Bu yöntemin toplum için içerdiği tehlikeler, Türkiye’de mizahın da konusunu oluşturdu. Muzaffer İzgü’nün Bilgi Yayınevi’nden çıkan ‘Her Eve Bir Karakol’ adlı kitabı, ‘güvenlik soruşturması’ uygulamasını hicvederek çarpıcı bir biçimde ortaya koyar. Okumuş olmanın öz güveniyle belgelerinizi hazırlayıp, devletin kapısına sunarsınız. Karşınıza ‘Önce bir araştıracağız’ yanıtı çıkar. Yaşadığı şehrin valiliğine yazı yazılacak, hakkında bilgi istenecektir. Yazı valilikten kaymakamlığa gider, oradan da ilçe polis merkezine. Dolana dolana, yazı eline gelmiş olan bekçi de, başvuran kişinin köylüsü çıkar. Talihsizlik şu ki, bekçi, başvuran kişinin çocuklukta miskette ‘üttüğü’ kişidir. Yıllar sonra intikamını acı alır. Dinsiz imansız, azılı bir solcudur, örgütçüdür, diye yazar. Bu yazı, aynı mekanizmaları dolanarak ilk adresine döner. Başvuran kişi işe alınmaz. Bununla da kalınmaz. Onun için polis merkezine bir yazı daha gönderilir. Her anı izlenerek, her hafta bir raporla bildirilmesi istenir.
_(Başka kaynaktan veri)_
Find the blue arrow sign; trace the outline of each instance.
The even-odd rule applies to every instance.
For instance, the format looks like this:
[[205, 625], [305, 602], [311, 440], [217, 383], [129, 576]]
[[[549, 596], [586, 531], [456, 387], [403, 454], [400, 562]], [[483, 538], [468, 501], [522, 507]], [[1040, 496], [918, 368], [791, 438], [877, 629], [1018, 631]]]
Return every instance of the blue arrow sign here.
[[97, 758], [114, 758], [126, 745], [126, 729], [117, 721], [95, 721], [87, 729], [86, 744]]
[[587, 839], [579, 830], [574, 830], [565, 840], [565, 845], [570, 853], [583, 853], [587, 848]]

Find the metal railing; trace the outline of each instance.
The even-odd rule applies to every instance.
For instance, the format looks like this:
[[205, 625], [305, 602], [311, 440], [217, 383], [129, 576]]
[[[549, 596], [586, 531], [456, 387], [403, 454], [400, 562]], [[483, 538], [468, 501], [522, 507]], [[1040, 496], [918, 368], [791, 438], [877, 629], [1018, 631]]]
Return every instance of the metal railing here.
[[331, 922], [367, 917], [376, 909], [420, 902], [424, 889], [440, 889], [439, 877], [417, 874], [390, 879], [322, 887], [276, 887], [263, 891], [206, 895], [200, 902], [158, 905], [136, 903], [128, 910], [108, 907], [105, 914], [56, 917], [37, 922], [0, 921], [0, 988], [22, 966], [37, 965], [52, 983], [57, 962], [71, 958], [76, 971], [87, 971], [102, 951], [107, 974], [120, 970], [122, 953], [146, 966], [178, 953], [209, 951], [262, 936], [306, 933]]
15 Temmuz 2016’daki darbe girişiminin ardından çıkarılan KHK ile düzenlenen ve Anayasa Mahkemesi tarafından iki kez iptal edilmesine rağmen, Resmi Gazete’de yayımlanarak yürürlüğe giren kamuya personel alımına ilişkin ‘Güvenlik Soruşturması ve Arşiv Araştırması Kanunu’, İzgü’nün trajikomik öyküsünden çok daha dramatik.

Öğretmenlerin de dahil edildiği 16 maddelik Kanun’un 3. maddesinin 2. fıkrasını hatırlatalım: “Kurum ve kuruluşlarda, yetkili olmayan kişilerin bilgi sahibi olmaları halinde devlet güvenliğinin, ulusal varlığın ve bütünlüğün, iç ve dış menfaatlerin zarar görebileceği veya tehlikeye düşebileceği bilgi ve belgelerin bulunduğu gizlilik dereceli birimler ile Milli Savunma Bakanlığı, Genelkurmay Başkanlığı, jandarma, emniyet, sahil güvenlik ve istihbarat teşkilatlarında çalıştırılacak kamu personeli ile ceza infaz kurumları ve tutukevlerinde çalışacak personel, kamu kurum ve kuruluşlarında çalışacak öğretmenler, üst kademe kamu yöneticileri, özel kanunları uyarınca güvenlik soruşturması ve arşiv araştırmasına tabi tutulan kişiler ile milli güvenlik açısından stratejik önemi haiz birim, proje, tesis, hizmetlerde statüsü veya çalıştırma şekline bağlı olmaksızın istihdam edilenler hakkında güvenlik soruşturması ve arşiv araştırması birlikte yapılır.”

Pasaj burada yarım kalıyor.